On #FreeSolomonAkuma when does a joke become too extreme against the government?

Solomon Akuma

Social media, for what it’s worth, has given its users a sense of freedom of expression. Social media is like a house with many rooms where people miss their way to their own room – one big house of confusion and calculated chaos.

The above is yet again, evident in a fresh Twitter trend where Nigerians are debating the freedom of Solomon Akuma over a post he made on social media in February which threatened the life of the president, Buhari, and his former chief of staff, late Abba Kyari.

A backstory. Solomon in his post shared that he needed $1M to pay Russian assains to eliminate the president and his chief of staff. At the point, his Twitter profile described him as a pharmacist and a United Nation ambassador. Following that, he was picked up by the police, arrested and detained on the charges that he is a terrorist and his content posed a threat to the president and national security – as expected, Solomon waved the ‘I was only joking’ flag – but the federal government failed to pick the signal.

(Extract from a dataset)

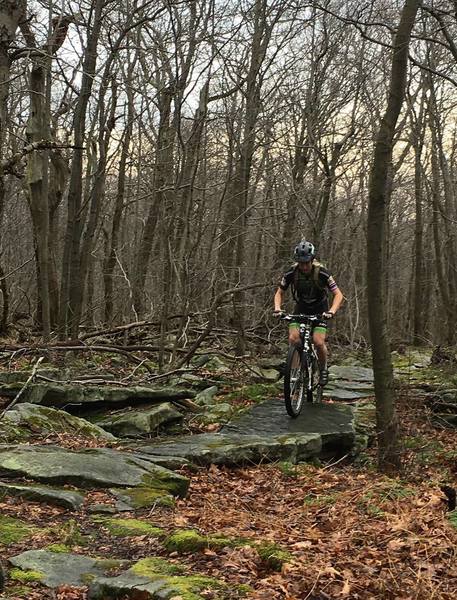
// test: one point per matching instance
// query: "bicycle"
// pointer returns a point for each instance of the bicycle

It’s been six months since his detention and a thread have reopened the conversation calling for his freedom, with #FreeSolomonAkuma.  The trend has also been tied to the #BuhariHasFaild, #RevolutionNow, #EnoughisEnough trend which is valid for all they stand for. But the real question remains – with the freedom of expression that should be enjoyed by Nigerians, when is it overboard with one’s expression? When does one’s expression become contemptuous to a right call against social injustices that so many are fighting for?

In July, it was Babatunde Olushola with the #FreeShola over a parody account he created that mocked former president Goodluck Jonathan. That episode created a barter on social media over the stiff actions that government officials take against harmless and defenseless Nigerians. However, with Solomon, this is not the case. This should not be how to get and demand a better government – by posing threats.

While it so appears that the call against social injustices has heightened over the past few months, certain things are debatable on how Nigerians are fighting this necessary war. On Twitter, while many condenmed Solomon’s detention, a few others supported the government’s decision on keeping him detained and charging him for terrorism.

Yes Solomon’s tweet may be coming from a state of lividness but it doesn’t go without questioning how far he would go if given the opportunity. Like Solomon, many Nigerians are angry at the government. We all want better, we want the things we have been promised – but as we go about reminding them of their incompetence and hostility, we should be careful to do it the right way.